Thursday 5th JAN 06 12:35am
I found out earlier today that some one whom i treated like my own brother has been backstabbing me all these while. This has really made me very dissapointed and confused. But more on that later.
I have finally found a tenant for my Master-Room at home. Finally, i can let the house pay for itself. So that should take care of my household PUB and the other bills every month. As for my own other transport and meals money, well...... i'll just have to look for some freelance job here and there for the time being. At least, i still have a roof over my head, and the bills are taken care of. I can still concentrate on my Law Course.
Now, back to the dissapointment. Today, i just found out from a couple of BoonYong's friends that ALL these while, he has been bad mouthing me behind my back. Telling the whole world that i am Gay and that i am in love with him. And even to the extend that it's very good to go out with me because he can always take advantage of me and i will pay for everything.
When i heard that, i was really heartbroken. Seriously.
Why is it that people will always exploit other people's kindness? Why? Would they like it if the same were to happen to them? I believe not. Yet, they do it all the same.
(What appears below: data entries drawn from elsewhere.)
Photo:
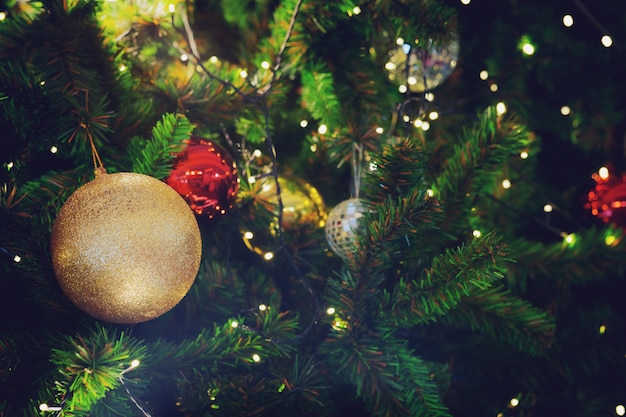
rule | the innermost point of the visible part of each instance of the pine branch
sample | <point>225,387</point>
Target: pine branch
<point>453,276</point>
<point>503,316</point>
<point>155,157</point>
I treated BoonYong good because i treat him like my own little brother. And when you are with "family", there is no barriers at all right? why should there be? But the line is crossed if you take advantage of this kindness. What hurts me the most is not that he has taken advantage of me, he also attacked me, as a person, verbally.
He went around telling his friends about me. That i'am gay and that i'am in love with him. And that i give people blowjobs and pay them too.
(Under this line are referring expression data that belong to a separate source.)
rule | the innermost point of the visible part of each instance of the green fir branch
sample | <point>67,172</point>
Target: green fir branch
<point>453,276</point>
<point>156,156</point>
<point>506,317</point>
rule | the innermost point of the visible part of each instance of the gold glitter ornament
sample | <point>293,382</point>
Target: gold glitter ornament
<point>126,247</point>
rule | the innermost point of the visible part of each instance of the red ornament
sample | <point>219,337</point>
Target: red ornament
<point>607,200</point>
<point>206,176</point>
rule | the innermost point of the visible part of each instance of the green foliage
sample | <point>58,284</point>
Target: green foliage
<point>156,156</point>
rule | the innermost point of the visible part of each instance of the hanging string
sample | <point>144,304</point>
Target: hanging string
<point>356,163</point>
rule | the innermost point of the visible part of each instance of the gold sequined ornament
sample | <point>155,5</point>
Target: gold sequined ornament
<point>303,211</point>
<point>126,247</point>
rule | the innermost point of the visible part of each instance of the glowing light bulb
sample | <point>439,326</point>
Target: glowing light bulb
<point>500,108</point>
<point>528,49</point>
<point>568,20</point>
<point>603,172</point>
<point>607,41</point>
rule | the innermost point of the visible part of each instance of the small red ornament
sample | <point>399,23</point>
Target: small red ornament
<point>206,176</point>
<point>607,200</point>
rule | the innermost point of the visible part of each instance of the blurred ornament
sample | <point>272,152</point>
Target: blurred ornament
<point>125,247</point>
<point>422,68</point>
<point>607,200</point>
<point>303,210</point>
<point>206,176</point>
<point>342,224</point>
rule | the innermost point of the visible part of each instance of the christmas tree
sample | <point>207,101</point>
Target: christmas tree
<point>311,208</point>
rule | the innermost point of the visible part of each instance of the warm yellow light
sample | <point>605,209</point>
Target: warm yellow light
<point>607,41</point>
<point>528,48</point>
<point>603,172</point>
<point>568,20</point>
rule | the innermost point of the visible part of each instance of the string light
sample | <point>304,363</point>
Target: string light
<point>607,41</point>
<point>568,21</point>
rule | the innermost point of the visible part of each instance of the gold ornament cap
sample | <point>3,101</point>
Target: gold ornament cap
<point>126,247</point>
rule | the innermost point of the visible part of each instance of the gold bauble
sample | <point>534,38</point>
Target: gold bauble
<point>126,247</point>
WHAT RUBBISH IS THAT!!!!!!!
And the words came from HIS mouth. What is the sharpest knive in the world? It's the mouth. and the words that came out of his mouth, sliced my heart right up into pieces. How DARE he say such things about me?
Today was the first day of Aikido Training for the year 2006. I didn't want to spoil the mood for everyone. But you see, sometimes the more you try to have a good day, the harder it is for you to actually have it come true. Today, members didn't even want to clear up the table after lesson. Heck, they didn't even want to place the mats BEFORE lesson. Haiz.
well.... i'am just really dissapointed.
BoonYong says that he dosen't like me writting about him in my blog. I always Insult him.
Well. If the truth is an "Insult", then perhaps it's better for you to read this insult and reflect upon your own actions.
Yes. So i AM gay. You search your own concience and ask yourself if i have EVER done ANYTHING to you the whole time you have known me. I could have kept it inside me. But NO. i was truthful to you. I even went as far as to get you a christmas present and pay for your Aikido Fees. It's not the money. It's the fact that i care enough to put you FIRST.
And THIS is what you returned me in the end? A BACKSTAB?
I may be Gay, BoonYong. But you know what?
I am a Million times more MAN then you will EVER be.